Le débat sur une éventuelle révision de la Constitution continue d’occuper une place importante dans l’actualité politique de la République démocratique du Congo. À l’occasion du 66ᵉ anniversaire de l’indépendance, le Président de la République, Félix-Antoine Tshisekedi Tshilombo, a livré un message appelant à une approche responsable et apaisée sur cette question institutionnelle.
Dans un extrait de son discours, relayé par le ministre de la Communication et des Médias, Patrick Muyaya, le Chef de l’État rappelle que la Constitution constitue le fondement de l’organisation politique et institutionnelle du pays.
« La Constitution n’est ni un instrument de circonstance ni un objet de convenance. Elle organise notre vie commune, garantit l’équilibre des institutions, consacre le droit du peuple et protège la stabilité de la République. »
Le Président de la République souligne que tout débat relatif à la Loi fondamentale doit être conduit avec « sérénité, rigueur et sens élevé de l’intérêt général ». Il insiste sur la nécessité de préserver les principes de l’État de droit et de garantir le fonctionnement harmonieux des institutions de la République.
Selon le Chef de l’État, sa responsabilité en tant que garant de la Nation est de veiller à ce que les discussions sur l’avenir institutionnel du pays se déroulent dans le respect de la Constitution, de la souveraineté populaire et des mécanismes démocratiques.

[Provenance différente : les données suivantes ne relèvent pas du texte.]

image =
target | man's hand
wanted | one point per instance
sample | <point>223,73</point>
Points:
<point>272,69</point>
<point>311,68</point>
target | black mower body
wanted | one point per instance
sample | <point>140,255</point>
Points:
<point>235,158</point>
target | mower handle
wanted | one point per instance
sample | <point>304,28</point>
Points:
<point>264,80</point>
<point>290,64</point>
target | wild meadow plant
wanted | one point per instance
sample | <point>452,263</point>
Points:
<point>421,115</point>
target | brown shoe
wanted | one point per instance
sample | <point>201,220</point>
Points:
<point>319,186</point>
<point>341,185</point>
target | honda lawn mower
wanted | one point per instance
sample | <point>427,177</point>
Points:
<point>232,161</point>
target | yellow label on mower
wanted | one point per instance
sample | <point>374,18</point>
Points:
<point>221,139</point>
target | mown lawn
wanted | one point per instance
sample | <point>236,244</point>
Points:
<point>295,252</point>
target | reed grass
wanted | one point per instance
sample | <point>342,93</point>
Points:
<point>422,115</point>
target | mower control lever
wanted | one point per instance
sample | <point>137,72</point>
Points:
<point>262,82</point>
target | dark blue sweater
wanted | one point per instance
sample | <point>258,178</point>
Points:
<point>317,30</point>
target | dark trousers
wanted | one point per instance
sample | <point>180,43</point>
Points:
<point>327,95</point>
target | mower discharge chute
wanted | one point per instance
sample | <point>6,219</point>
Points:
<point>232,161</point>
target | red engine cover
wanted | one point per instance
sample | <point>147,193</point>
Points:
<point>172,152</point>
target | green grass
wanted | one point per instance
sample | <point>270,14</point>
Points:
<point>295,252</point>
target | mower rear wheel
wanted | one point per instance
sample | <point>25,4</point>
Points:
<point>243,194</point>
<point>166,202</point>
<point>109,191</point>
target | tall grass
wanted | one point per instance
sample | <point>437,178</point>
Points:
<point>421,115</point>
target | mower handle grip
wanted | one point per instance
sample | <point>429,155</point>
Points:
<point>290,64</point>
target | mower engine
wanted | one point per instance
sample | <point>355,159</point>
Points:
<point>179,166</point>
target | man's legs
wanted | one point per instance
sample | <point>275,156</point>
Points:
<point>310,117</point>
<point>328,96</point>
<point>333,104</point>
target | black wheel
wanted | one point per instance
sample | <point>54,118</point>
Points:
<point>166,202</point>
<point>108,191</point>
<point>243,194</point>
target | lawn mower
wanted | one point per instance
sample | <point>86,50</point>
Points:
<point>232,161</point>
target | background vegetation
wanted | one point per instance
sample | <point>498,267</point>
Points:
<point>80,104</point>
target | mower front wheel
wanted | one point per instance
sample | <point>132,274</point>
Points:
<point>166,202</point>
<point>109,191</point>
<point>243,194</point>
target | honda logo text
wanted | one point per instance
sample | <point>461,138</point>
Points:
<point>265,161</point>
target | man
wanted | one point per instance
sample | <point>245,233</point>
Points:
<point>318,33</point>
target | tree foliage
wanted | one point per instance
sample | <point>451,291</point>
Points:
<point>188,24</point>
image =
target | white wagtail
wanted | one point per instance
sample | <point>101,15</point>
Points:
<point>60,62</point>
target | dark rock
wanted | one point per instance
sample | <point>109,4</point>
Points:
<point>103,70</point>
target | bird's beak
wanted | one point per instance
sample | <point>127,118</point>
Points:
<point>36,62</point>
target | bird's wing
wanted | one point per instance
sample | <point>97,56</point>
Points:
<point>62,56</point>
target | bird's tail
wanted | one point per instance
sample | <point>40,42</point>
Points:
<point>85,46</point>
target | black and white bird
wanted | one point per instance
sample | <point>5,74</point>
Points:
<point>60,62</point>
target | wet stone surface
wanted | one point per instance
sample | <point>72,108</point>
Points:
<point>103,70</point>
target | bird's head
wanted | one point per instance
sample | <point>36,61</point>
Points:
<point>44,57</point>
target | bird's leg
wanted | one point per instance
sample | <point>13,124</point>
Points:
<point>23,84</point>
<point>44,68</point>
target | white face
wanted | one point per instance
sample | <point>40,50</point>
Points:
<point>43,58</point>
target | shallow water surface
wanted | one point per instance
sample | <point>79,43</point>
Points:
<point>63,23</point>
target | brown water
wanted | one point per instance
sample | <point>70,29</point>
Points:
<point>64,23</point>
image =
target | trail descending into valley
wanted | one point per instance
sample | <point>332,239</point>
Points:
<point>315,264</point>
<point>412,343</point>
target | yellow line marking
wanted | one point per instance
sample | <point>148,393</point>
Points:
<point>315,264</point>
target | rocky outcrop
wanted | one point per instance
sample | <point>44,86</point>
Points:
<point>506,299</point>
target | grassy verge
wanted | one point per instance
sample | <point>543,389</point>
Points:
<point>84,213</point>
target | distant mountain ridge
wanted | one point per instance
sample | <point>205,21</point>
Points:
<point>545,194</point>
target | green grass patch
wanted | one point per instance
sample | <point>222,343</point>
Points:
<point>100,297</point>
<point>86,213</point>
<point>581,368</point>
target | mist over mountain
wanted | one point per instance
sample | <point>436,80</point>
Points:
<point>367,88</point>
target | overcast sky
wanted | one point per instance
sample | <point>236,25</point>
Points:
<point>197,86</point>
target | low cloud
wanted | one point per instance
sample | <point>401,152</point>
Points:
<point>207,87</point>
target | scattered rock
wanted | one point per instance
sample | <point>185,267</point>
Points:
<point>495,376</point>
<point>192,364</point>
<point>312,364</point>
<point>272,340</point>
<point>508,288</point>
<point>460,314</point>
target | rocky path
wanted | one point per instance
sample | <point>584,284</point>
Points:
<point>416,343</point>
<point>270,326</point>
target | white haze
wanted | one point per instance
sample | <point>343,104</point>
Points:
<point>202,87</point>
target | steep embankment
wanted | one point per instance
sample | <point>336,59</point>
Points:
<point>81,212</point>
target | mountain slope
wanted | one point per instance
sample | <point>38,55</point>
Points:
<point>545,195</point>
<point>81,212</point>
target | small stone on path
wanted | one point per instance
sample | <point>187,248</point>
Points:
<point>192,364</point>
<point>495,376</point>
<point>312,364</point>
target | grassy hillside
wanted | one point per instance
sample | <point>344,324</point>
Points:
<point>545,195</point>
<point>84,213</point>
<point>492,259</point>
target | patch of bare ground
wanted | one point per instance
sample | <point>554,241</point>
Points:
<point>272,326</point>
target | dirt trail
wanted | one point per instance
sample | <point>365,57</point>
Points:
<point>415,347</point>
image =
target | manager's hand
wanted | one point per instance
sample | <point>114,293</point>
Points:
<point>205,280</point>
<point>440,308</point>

Dans son intervention, Félix Tshisekedi met également l’accent sur l’importance du dialogue politique.
Il affirme que son rôle consiste non seulement à garantir le respect des institutions, mais également à « écouter, apaiser, clarifier et, lorsque cela s’impose, rechercher la voie d’un consensus national responsable ».

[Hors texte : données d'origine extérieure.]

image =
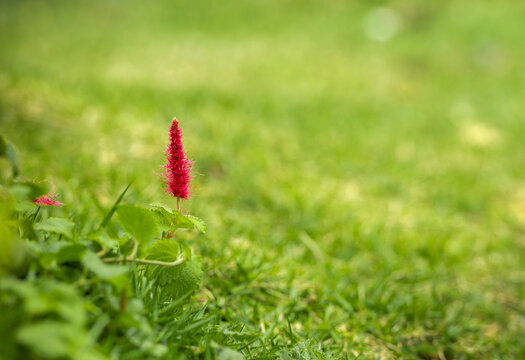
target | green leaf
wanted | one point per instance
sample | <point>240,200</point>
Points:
<point>198,224</point>
<point>70,253</point>
<point>178,280</point>
<point>26,190</point>
<point>3,145</point>
<point>169,219</point>
<point>104,240</point>
<point>57,225</point>
<point>100,268</point>
<point>137,221</point>
<point>51,338</point>
<point>225,353</point>
<point>8,151</point>
<point>114,207</point>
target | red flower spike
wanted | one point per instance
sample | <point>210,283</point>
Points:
<point>47,200</point>
<point>178,167</point>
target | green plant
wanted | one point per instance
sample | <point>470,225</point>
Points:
<point>65,287</point>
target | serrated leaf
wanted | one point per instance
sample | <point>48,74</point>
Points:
<point>178,280</point>
<point>137,221</point>
<point>100,268</point>
<point>56,225</point>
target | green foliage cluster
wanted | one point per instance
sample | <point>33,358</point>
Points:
<point>363,184</point>
<point>71,292</point>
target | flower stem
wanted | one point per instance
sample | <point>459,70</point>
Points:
<point>132,258</point>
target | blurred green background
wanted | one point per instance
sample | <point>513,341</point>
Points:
<point>367,155</point>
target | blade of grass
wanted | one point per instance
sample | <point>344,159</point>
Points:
<point>114,207</point>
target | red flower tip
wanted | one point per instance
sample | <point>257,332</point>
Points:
<point>178,168</point>
<point>47,200</point>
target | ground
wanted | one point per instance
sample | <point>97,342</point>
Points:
<point>360,166</point>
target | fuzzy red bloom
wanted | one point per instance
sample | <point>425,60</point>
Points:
<point>178,167</point>
<point>47,200</point>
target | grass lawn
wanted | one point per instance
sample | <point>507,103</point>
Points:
<point>361,169</point>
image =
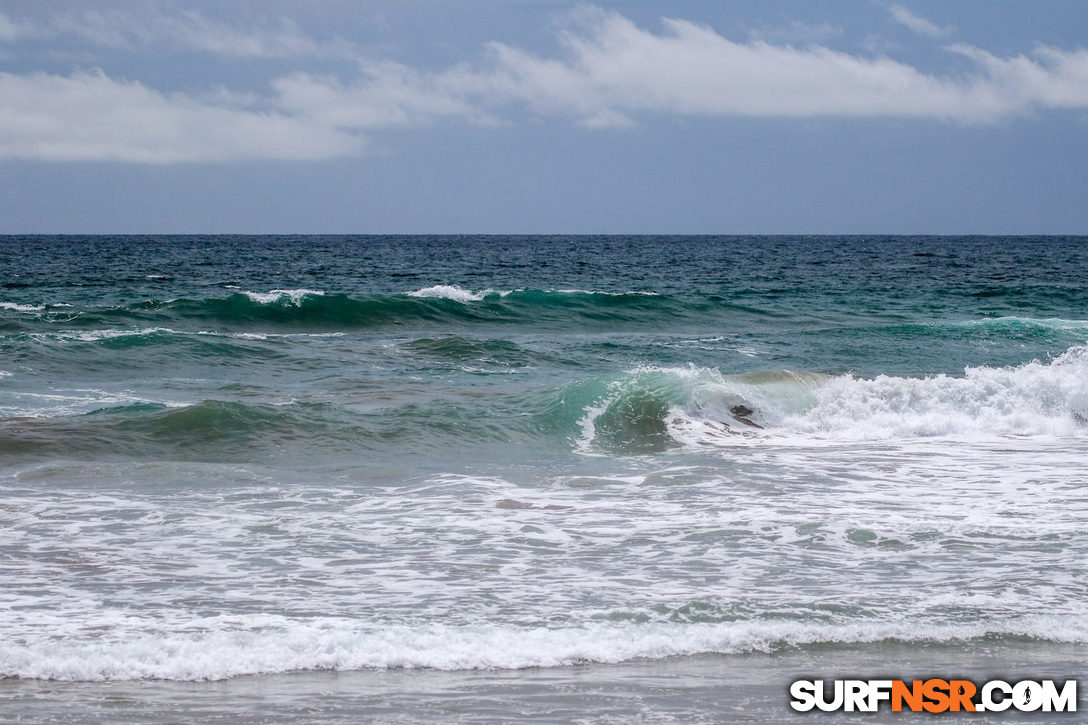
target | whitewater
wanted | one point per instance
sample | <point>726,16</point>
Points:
<point>638,478</point>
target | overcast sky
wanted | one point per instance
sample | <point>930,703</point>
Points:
<point>544,117</point>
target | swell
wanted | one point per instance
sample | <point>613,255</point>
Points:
<point>646,409</point>
<point>312,309</point>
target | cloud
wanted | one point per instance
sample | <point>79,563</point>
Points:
<point>185,29</point>
<point>614,69</point>
<point>916,23</point>
<point>89,117</point>
<point>609,73</point>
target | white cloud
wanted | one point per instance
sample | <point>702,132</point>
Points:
<point>916,23</point>
<point>127,29</point>
<point>89,117</point>
<point>609,74</point>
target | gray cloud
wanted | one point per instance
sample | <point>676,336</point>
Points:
<point>608,74</point>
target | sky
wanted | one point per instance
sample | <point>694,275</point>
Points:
<point>544,117</point>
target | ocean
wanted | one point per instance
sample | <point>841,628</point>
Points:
<point>534,478</point>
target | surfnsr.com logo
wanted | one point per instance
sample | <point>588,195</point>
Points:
<point>934,696</point>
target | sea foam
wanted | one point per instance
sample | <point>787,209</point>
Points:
<point>217,649</point>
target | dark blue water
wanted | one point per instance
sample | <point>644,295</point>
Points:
<point>357,453</point>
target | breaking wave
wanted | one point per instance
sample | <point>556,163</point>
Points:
<point>224,647</point>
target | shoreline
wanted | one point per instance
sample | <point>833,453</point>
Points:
<point>696,688</point>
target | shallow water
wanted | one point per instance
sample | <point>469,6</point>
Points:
<point>400,457</point>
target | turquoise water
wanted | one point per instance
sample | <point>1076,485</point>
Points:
<point>224,456</point>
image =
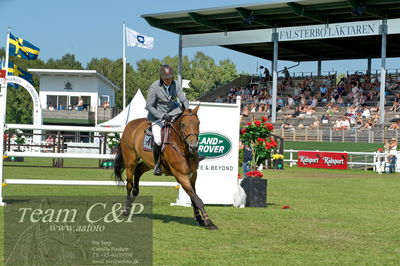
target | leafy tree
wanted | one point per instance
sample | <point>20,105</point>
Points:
<point>202,70</point>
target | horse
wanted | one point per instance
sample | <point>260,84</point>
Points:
<point>179,158</point>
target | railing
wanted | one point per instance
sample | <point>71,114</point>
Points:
<point>376,135</point>
<point>355,159</point>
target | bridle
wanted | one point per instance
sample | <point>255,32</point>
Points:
<point>183,137</point>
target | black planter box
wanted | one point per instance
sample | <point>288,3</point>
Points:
<point>256,191</point>
<point>278,164</point>
<point>14,159</point>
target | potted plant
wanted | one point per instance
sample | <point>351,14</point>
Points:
<point>19,139</point>
<point>255,188</point>
<point>278,161</point>
<point>257,136</point>
<point>112,143</point>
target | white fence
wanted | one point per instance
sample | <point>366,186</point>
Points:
<point>67,155</point>
<point>375,135</point>
<point>364,160</point>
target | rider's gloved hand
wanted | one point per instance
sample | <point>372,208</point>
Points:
<point>167,118</point>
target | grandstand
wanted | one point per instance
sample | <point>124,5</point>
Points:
<point>304,127</point>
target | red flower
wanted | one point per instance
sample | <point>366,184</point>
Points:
<point>268,146</point>
<point>256,174</point>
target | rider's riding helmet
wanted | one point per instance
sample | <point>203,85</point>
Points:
<point>166,72</point>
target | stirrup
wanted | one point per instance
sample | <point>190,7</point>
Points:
<point>157,170</point>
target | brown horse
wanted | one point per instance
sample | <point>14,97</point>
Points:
<point>180,158</point>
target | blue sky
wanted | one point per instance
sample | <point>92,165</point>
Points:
<point>90,28</point>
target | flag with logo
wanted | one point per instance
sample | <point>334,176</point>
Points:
<point>134,38</point>
<point>22,48</point>
<point>14,70</point>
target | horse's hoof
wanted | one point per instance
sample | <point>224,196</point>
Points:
<point>212,227</point>
<point>200,222</point>
<point>126,212</point>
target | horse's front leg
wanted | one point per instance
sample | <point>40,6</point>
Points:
<point>129,187</point>
<point>196,210</point>
<point>185,182</point>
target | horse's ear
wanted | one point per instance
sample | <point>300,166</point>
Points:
<point>196,109</point>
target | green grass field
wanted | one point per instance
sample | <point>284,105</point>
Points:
<point>342,217</point>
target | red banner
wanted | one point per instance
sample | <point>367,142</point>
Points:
<point>314,159</point>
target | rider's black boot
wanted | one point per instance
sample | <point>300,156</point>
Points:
<point>157,161</point>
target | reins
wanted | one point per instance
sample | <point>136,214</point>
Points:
<point>182,137</point>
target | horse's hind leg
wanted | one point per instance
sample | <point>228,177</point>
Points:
<point>184,181</point>
<point>129,188</point>
<point>139,170</point>
<point>196,210</point>
<point>133,175</point>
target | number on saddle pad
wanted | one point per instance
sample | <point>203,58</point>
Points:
<point>148,140</point>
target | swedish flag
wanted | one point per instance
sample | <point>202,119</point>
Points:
<point>14,70</point>
<point>22,49</point>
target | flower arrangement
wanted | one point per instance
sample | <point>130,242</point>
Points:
<point>257,135</point>
<point>277,156</point>
<point>256,174</point>
<point>113,140</point>
<point>19,137</point>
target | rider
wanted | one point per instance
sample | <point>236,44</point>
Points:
<point>162,106</point>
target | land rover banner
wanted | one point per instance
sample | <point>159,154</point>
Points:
<point>333,160</point>
<point>219,144</point>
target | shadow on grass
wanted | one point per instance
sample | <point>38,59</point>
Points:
<point>164,218</point>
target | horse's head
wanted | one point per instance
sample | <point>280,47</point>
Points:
<point>189,124</point>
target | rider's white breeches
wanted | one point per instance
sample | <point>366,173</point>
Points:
<point>156,129</point>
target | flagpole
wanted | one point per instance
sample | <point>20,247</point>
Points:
<point>3,101</point>
<point>124,66</point>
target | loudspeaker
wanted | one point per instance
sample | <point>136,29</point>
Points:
<point>256,191</point>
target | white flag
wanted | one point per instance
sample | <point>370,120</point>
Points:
<point>134,38</point>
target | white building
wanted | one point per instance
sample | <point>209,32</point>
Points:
<point>62,88</point>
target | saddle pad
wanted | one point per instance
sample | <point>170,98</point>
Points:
<point>148,142</point>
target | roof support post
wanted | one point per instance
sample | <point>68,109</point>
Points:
<point>383,31</point>
<point>180,60</point>
<point>369,65</point>
<point>275,38</point>
<point>319,66</point>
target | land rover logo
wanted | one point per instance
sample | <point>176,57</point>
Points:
<point>213,145</point>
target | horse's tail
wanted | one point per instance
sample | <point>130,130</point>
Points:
<point>119,165</point>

Cette déclaration intervient dans un contexte où les discussions autour de l’évolution du cadre constitutionnel suscitent des réactions diverses au sein de la classe politique, de la société civile et de l’opinion publique.
Les propos du Président traduisent une volonté d’encadrer les échanges autour des questions constitutionnelles dans un cadre institutionnel, en rappelant que toute réforme éventuelle doit respecter les procédures prévues par la Constitution et s’appuyer sur un débat inclusif.
À mesure que les discussions se poursuivent, la question de l’avenir institutionnel de la République démocratique du Congo demeure l’un des principaux sujets du débat politique national, avec en toile de fond les enjeux de stabilité, de gouvernance et de consolidation de l’État de droit.